Rescue Me - Sarra Manning Page 0,1

By now it was a welcome relief. ‘I really must get this, it sounds like someone is trying to contact me urgently,’ Margot said, getting to her feet and quickly gathering up cardigan, handbag and the bag for life full of mouldy crap that probably wasn’t hers. ‘Lovely to catch up. Must go!’

Of course her handbag strap was caught on the arm of her chair, so in the time it took to extricate herself, her phone stopped ringing and George had the chance to not only have the last word but deliver a pretty damning character assessment while he was at it.

‘The thing is, Margs, I always hoped we might go the distance, but you’re just too much.’

Margot was completely blindsided. Also completely furious. A younger Margot might have sworn that in the future she wouldn’t be so much. But older Margot refused to make herself something less than she was.

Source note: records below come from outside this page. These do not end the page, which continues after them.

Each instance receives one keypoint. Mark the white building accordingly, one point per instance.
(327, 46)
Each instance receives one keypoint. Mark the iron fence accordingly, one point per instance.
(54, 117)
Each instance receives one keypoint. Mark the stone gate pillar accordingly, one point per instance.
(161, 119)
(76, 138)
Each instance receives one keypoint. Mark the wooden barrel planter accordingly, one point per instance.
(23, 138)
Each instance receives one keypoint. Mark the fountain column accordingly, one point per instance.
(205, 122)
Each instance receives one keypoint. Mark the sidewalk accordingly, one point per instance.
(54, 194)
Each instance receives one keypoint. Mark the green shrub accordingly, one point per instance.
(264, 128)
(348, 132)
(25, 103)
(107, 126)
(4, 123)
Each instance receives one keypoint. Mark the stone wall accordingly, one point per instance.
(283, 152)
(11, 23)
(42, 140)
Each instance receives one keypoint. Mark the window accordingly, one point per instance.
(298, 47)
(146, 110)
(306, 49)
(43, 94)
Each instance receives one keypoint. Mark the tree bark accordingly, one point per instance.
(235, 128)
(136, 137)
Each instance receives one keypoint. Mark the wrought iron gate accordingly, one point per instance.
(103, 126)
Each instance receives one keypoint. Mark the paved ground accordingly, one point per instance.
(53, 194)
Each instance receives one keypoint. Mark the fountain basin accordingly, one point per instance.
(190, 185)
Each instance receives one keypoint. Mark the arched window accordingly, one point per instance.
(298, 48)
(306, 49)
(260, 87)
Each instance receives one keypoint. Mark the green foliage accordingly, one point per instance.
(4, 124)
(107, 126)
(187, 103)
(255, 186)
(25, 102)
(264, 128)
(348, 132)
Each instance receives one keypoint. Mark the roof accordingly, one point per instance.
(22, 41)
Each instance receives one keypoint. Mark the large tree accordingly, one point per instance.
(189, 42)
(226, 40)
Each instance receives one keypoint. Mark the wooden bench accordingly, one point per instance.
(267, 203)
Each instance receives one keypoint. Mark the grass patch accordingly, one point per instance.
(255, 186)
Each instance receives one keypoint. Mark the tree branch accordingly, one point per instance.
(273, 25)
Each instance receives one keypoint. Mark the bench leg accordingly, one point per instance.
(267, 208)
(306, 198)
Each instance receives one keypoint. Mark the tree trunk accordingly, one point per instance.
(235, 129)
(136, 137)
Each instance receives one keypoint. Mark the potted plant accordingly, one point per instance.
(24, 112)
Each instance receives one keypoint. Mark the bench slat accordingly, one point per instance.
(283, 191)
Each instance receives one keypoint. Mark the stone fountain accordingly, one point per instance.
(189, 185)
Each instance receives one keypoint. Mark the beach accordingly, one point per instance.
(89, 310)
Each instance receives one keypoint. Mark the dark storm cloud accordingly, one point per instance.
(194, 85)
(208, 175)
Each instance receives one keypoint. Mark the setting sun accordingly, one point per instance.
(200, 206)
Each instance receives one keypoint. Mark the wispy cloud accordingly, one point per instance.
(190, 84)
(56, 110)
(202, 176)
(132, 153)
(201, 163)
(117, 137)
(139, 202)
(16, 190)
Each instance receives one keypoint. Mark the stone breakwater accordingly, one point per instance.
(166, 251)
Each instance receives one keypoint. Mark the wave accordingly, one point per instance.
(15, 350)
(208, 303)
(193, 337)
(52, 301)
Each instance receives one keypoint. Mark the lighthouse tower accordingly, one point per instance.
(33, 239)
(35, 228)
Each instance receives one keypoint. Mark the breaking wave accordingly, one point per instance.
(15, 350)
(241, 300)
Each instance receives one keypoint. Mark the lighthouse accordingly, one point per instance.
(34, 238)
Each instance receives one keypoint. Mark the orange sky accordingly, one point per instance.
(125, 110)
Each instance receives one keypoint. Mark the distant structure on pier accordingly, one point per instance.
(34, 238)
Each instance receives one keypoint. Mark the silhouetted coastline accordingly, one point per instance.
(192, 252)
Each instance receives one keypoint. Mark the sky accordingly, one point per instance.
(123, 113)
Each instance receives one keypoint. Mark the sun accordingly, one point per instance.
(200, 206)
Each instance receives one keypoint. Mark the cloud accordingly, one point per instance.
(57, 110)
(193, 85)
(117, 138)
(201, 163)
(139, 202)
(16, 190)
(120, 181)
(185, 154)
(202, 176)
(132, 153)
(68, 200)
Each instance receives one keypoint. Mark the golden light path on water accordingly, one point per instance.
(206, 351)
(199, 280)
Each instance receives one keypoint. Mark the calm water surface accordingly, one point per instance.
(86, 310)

‘No, you’re just too much,’ she hissed under her breath, as she fled the chichi little bar in King’s Cross, her hand digging into her bag for her phone, which was ringing and vibrating yet again. When Richard Burton had met Elizabeth Burton for the first time, he’d said that she was ‘just too bloody much’, but that was because Elizabeth Taylor was too much of all the good things that womanhood had to offer: wit, intelligence, killer curves and a pair of violet eyes. But when George, who had a very weak chin and a weak grasp of current affairs to match (there! She could finally admit it), said that Margot was too much he meant that she was needy, demanding and desperate. Margot didn’t think that she was any of those things, but she was thirty-six and time was marching on even if her prospects of being in a committed relationship weren’t.

‘Yes?’ she snapped as she answered the phone to a withheld number – probably someone in a call centre on another continent wanting to know if she’d recently been in an accident.

‘Hello?’ the caller, a woman, queried back uncertainly. ‘I’ve been trying to get hold of you for the last half hour. I’m calling about your cat. I believe you call him Percy.’

‘I call him Percy because that’s his name,’ Margot said evenly, though she felt very far from even. ‘Are you the person who’s stolen him?’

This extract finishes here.